Rubrique météo: Pluie. Fraîcheur. Les plantes gazouillent, elles dansent dans la mare en criant sus aux cormorans. De mon côté, je me réjouis plutôt de ce retour à des températures plus humaines. J'aime bien la chaleur, mais par moments, ça fait du bien de pouvoir l'ignorer. A vrai dire, je m'en passerais bien, sauf à être en vacances, perdu dans la garrigue, à sillonner les dunes de sable à la recherche des derniers descendants du Roi Scorpion.

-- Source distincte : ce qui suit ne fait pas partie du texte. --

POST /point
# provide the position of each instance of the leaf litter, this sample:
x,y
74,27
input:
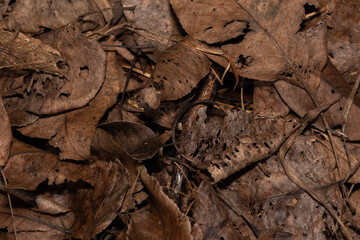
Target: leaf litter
x,y
179,119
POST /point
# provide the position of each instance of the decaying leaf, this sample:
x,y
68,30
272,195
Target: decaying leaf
x,y
6,135
229,144
256,54
179,69
157,32
343,37
299,101
276,202
147,217
175,225
94,201
96,209
127,139
26,53
267,101
34,16
211,21
72,131
32,225
84,69
212,221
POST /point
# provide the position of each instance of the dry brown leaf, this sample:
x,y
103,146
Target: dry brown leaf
x,y
26,53
114,72
74,130
211,217
84,69
179,69
329,88
150,222
256,54
276,202
175,225
343,36
267,101
211,21
6,135
32,225
3,6
16,108
127,139
159,30
27,170
229,144
95,209
34,16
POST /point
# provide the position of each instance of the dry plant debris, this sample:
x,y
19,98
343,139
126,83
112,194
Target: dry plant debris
x,y
179,120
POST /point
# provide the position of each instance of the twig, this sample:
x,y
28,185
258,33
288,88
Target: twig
x,y
10,41
294,177
10,204
128,46
127,82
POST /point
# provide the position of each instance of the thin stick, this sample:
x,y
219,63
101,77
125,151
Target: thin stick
x,y
10,204
127,82
128,46
10,41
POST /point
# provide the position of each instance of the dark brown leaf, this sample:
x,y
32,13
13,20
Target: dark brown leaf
x,y
6,135
26,53
179,69
176,226
84,69
127,139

Aujourd'hui, j'ai parcouru l'horloge comme à l'accoutumée. Levé vers dix heures, j'ai terminé de relire, corriger, badigeonner de rouge le mémoire de DEA d'un pote. Ca m'a pris deux jours, mais j'ai pu le faire dans les temps. Après quoi, plutôt que de traîner chez mes rampes, je suis allé zoner à la fac. J'y ai bu du thé, mené des conversations à bâtons rompus, croisé des amis de passage et laissé passer l'heure de fermeture de la bibliothèque, où je devais pourtant rendre un ouvrage emprunté il y a une quinzaine.
Dans la soirée, restaurant chinois à Belleville, avec toute l'équipe de Vesoul, avec laquelle j'avais hanté le festival de la ville en question, en février dernier. Nous nous sommes retrouvés à dix-sept, et comme j'avais fait la réservation, la table ne comportait que douze places. Repas agréable, rien d'exceptionnel culinairement, mais le plaisir de revoir des amis rehaussait l'atmosphère. Cafouillage au moment de payer, je crois qu'au final l'erreur était due à une mauvaise manipulation de ma part.
Programme de la nuit: rester une heure sur internet. Me renseigner sur Pierre Boulle, sa vie, son œuvre. Méditer les séances de cinéma auxquelles je serais susceptible de m'enferrer demain. Aucun film passionnant en perspective. Prévoir quelque chose pour l'examen d'indonésien que j'ai réussi à reporter à la semaine prochaine. Poursuivre ma lecture, entamée aujourd'hui, de "Trouble is my business", un livre de Raymond Chandler regroupant des longues nouvelles écrites entre mille neuf cent trente-trois et mille neuf cent trente-six.